Education is the key to success in life, and teachers make a lasting impact in the lives of their students.”-Solomon Ortiz
Lashon Clay is one of those people you feel you have known forever, even though you may have just met. She has a captivating, larger-than-life personality, and a zest for life that is rivaled only by her perseverance.
Ms. Clay is the 7th and 8th grade science and social studies teacher at Sampson-Webber Leadership Academy. She has been a DPSCD Go Green Challenge Sustainability Coordinator for the past five years and she coordinates the Academic Games, where students compete in tournaments focused on Math, English, Social Studies and Logic.
Pregnant with her first child at the age of 13, Ms. Clay had to grow up fast. She had a total of four kids by the time she was 19, and Ms. Clay had to choose between continuing her own education and working to provide for her children. Sadly, Ms. Clay’s own mother passed away when her youngest daughter was only a year old. Her brother helped her out as much as possible, but she had to get serious about her future. “Going to high school was out of the question. I was in survival mode, but I knew I had to change my life in order for my kids to have a better life,” said Ms. Clay.
That change came with the help of Mrs. Davis, a teacher who offered to help Ms. Clay pay for food and clothing if she promised to finish school. It was this teacher who gave Ms. Clay the ability to see the value in continuing her education, to help her build a future for her family. Ms. Clay needed the proper resources and support to steer her in the right direction and once she saw what was possible, she not only progressed, she excelled. Exactly what she hopes to accomplish with her own students at Sampson-Webber.
Ms. Clay kept her promise and eventually got her GED from Lula Belle Stuart in Detroit, and she didn’t stop there. She attended Highland Park Community College, where she got her Associate’s Degree in Science, and eventually transferred to the University of Detroit Mercy for her Bachelor’s Degree in Mathematics, all while raising and supporting her four children.
She is a force of character and shows no signs of stopping. This year, Ms.
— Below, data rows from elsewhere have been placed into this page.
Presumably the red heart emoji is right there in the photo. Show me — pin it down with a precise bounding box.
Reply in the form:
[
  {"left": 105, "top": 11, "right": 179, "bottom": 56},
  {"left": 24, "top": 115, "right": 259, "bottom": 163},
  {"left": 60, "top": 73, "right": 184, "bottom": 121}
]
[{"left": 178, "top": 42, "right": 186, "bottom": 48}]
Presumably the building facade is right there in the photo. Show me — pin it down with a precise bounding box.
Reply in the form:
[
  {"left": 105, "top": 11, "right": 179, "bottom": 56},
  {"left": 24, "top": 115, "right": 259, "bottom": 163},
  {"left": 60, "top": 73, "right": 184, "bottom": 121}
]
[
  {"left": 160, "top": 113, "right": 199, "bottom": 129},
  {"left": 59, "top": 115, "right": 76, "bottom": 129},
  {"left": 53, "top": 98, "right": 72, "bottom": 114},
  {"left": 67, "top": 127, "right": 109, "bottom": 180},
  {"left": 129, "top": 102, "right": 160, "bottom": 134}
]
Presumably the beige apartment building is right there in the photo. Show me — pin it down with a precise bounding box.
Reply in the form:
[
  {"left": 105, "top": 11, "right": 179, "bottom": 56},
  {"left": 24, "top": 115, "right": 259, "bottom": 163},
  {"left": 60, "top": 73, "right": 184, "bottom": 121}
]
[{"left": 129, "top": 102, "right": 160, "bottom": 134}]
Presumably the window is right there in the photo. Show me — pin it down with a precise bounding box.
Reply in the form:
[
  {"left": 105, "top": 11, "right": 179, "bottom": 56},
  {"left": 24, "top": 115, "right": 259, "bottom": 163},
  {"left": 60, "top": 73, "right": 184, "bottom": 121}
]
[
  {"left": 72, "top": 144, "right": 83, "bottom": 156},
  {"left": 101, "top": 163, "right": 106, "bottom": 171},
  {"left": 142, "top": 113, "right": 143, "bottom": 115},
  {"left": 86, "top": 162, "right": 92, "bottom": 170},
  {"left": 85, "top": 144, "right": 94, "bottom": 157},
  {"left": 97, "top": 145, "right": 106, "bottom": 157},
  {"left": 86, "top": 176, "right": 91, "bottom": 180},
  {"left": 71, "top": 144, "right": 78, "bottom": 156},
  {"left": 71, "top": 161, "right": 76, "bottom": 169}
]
Clay won a Bosch Grant Award to help fund her outdoor classroom project. The outdoor classroom will have a “Zen Garden” and greenhouse, to help students who may be dealing with emotional issues and to provide a calming environment where the students can learn. Ms. Clay describes her teaching style as unorthodox, but some people would call it innovative.
It is obvious how much of her time and effort Ms. Clay puts into her role as an educator, and it is even more obvious how much she loves it. Her face lights up when she talks about her students’ science fair projects or how well her students did at their Black History Month essay-writing competition. As a product of Detroit, Ms. Clay pushes them to work hard and to believe in themselves because she was them once. She chooses to share her story to show her students that it is possible to overcome any struggle or obstacle, even when the odds are stacked against you. These students need to know that not only are they capable of overcoming the obstacles they will inevitably face; they are capable of excellence. Furthermore, they are worthy of excellence and deserve the opportunity to succeed.
The whole idea of ranking academic performance based on standardized test scores is geared towards students with a more methodical learning style. All students learn differently and at a different pace. Learning should not be viewed as a “one size fits all” perspective and until we level the playing field, these students should be evaluated based on their personal progress and not perfection.
If her students retain nothing else from her classroom, Ms. Clay hopes they will have learned one thing. “No matter what obstacles you face in life or your parents face, it doesn’t mean you can’t overcome them. Never give up, and motivate yourself. Don’t wait for someone else to do it for you.” Possessing that kind of knowledge, is far more valuable than the kind of knowledge that an SAT or ACT score stands to represent.